At least three generations of parents have used the notion of an omniscient Santa Claus to motivate their children as the holidays approach. We all know the lyrics to the instantly popular 1936 “Santa Claus is Coming to Town,” which translates into general agreement that pouting, shouting, crying and other forms of broad-based naughtiness will cause Santa to expunge names from his twice-checked list. Like an all-knowing deity or red-suited superego, Santa sees everything and appropriately rewards the well-behaved child. Not such a bad premise, right?
You better watch out
You better not cry
Better not pout
I'm telling you why
Santa Claus is coming to town
He's making a list
And checking it twice;
He's gonna find out
Who's naughty and nice
Santa Claus is coming to town
He sees you when you're sleeping
He knows when you're awake
He knows if you've been bad or good
So be good for goodness sake!
Certainly the anticipation of Santa’s visit and forthcoming toys helps young kids focus on good behavior. Parents may notice that the “Santa effect” is powerful, albeit short-term. But is this approach to shaping behavior a benign cultural tradition, or a parenting practice to be analyzed?
Jolly old St. Nick notwithstanding, here’s the rub: invoking Santa boils down to encouraging kids to behave well because they are being monitored by an external observer who will reward them when they comply. Fundamentally, this is akin to parents dispensing gold stars for following the rules or paying for good grades. Rewards can often be effective in the short term, but as a long-term strategy they can backfire. Furthermore, when the parent – or the teacher, or Santa Claus – assumes the role of controlling authority, the sole arbiter of good vs. bad, then all that follows hinges on extrinsic rather than intrinsic motivation. Ultimately, what parents want to foster in their children – a strong work ethic, a commitment to behave responsibly even when no one is watching, a love of learning for learning’s sake – depends on their children being intrinsically motivated.
When parents rely on rewards to promote good behavior, kids do not feel supported. Instead, they feel judged and manipulated. Approval from mom or dad or Santa is conditional. Kids end up behaving or performing to impress or get the “goodie,” which impedes their development of self-determination. If good behavior is all about getting the “goods,” kids will become superficially compliant, adept at “gaming” the system, potentially dishonest. Reward systems foster competition and threaten co-operation and collaboration between siblings and/or classmates. Kids end up feeling inadequate when they fail to achieve an external reward.
How can parents steer clear of relying on rewards and instead support kids behaving well because they are intrinsically motivated to do so? Here are some ideas, based around improving the “get-out-of the-door” morning routine for a balky kindergartener, but easily adaptable to any number of behavioral challenges:
- Encourage self-monitoring and help your kids set goals. Instead of letting Santa (or mom or dad) devise the checklist and wield the pen, help your child develop guidelines for and monitor her own behavior.

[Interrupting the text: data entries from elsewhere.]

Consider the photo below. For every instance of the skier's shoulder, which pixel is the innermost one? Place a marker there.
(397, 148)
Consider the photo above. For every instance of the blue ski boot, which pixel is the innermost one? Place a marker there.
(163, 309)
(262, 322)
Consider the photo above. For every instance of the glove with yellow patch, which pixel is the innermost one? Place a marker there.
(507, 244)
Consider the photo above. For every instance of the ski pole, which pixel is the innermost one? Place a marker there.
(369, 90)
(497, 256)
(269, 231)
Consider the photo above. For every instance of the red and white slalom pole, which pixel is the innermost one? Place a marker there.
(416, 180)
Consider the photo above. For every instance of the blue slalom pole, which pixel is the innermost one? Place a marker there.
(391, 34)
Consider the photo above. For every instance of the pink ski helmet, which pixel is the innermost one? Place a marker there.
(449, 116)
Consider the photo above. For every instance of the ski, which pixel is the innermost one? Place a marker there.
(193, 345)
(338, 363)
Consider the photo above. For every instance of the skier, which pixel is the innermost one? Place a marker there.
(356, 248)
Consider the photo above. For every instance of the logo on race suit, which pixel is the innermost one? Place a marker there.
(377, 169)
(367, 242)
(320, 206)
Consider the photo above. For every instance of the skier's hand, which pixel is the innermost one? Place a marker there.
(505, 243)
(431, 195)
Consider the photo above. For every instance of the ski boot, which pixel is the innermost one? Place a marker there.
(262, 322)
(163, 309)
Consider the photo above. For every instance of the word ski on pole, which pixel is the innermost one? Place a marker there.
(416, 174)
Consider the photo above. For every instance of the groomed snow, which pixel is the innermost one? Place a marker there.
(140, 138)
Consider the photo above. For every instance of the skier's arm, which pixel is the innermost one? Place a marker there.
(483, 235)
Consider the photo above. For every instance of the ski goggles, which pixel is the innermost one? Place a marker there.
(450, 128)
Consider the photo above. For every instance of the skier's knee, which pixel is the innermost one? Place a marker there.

Be sure she knows what constitutes success by posing questions that she can answer: “If you are doing a good job of getting ready for school, what does it look like?” (“I’m putting on my clothes, not playing with my toys.” “I’m eating my breakfast, not watching TV.”) Even a kindergartner could draw a picture representing the desired behavior and give herself a check mark if she is meeting her own expectation. Ask your child to consider what she thinks she’s capable of: “Can you think of other things you could do that would make it easier to get ready in the morning?”
- Connect effort to achievement (not rewards), and focus your child on her own pleasure in achieving: “When you tried hard to get dressed quickly, you succeeded. You look like you’re proud of being able to get dressed without my help. Because you are all ready for school, we don’t have to rush to be on time. How does it feel to be able to make it easier for both of us to have more fun/less arguing in the morning?"
- Avoid labeling with “person” praise; use “I” statements to praise the process: Instead of “Good girl…you got dressed so fast” try “I appreciate how you thought about setting your clothes out last night; that made it much easier to get dressed quickly even though you still felt sleepy this morning.” Or “I think it felt good to both of us to start the day this way.” In general, telling kids they are the “best player on the team” or the “smartest math student” can set them up to view their worth as dependent on always succeeding and cause them to be less able to persist after setbacks.
In the long run, what motivates a child to do the right thing – even when no one is watching – will need to be his own conscience. Parent and teachers should foster intrinsic motivation whenever possible. We want to help kids know the joy of being “good for goodness’ sake!”